Sarah has documented Presidents, Congressional and State elected officials, candidates, volunteers and political strategists hard at work. She has captured all sides of politics, across all parties and at all levels and just about every major rally or march you can think of.
Volunteering during the 2016 Presidential campaign, Sarah was based out of the Hillary for America Illinois office in downtown Chicago. It was here she fell in love with documenting how people engaged in the US political process at a local level. She documenting 56 political events across 4 states in 42 days.
She also designs & produces large & complex digital asset projects, from running the 50 strong Digital Media Team for the 2018 Women’s March Chicago to sourcing a digital library of 10,000 images across 156 topics for a corporate client.
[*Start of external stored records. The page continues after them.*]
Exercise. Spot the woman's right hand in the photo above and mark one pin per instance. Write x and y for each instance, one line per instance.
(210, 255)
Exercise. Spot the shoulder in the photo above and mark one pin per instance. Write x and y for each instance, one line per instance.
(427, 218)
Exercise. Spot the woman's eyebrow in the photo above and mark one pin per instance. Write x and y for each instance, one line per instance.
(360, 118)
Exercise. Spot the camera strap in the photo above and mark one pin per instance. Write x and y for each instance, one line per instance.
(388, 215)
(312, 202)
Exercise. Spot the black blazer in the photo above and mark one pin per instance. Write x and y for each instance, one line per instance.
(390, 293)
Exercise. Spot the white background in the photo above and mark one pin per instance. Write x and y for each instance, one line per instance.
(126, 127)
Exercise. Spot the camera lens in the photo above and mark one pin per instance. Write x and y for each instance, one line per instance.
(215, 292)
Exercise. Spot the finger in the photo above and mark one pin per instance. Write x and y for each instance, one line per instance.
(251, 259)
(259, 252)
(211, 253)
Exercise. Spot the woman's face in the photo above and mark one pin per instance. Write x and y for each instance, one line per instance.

In her previous 25-year corporate career in Australia, Sarah worked as a Business Development Manager in internet and marketing companies.
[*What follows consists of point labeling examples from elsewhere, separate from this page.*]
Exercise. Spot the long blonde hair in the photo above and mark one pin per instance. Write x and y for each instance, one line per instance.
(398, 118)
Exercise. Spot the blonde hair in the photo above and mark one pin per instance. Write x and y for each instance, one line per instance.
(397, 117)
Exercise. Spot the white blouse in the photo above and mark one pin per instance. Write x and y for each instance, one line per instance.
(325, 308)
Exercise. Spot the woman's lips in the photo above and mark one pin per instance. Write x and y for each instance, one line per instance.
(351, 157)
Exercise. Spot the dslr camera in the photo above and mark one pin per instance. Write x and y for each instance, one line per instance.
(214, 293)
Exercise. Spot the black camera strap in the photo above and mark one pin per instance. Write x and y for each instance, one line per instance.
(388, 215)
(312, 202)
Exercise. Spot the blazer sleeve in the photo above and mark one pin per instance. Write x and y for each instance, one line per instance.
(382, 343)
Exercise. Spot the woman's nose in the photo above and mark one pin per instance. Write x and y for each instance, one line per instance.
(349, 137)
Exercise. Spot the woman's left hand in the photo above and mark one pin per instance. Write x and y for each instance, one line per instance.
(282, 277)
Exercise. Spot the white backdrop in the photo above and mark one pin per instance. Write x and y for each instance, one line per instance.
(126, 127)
Married to Rob Lowe (not the actor), Sarah carries her cameras everywhere, talks about photography incessantly, much to the annoyance of Harry, her 12-year-old son. When not making photos, Sarah is doing what every other working parent is doing… juggling the demands of family life whilst trying to carve out time for spontaneous creativity.
Sarah holds Illinois Secretary of State and Illinois House of Representatives Media Credentials, is an APA (American Photographic Association) National Member and a member of the Chicago Women in Photography community.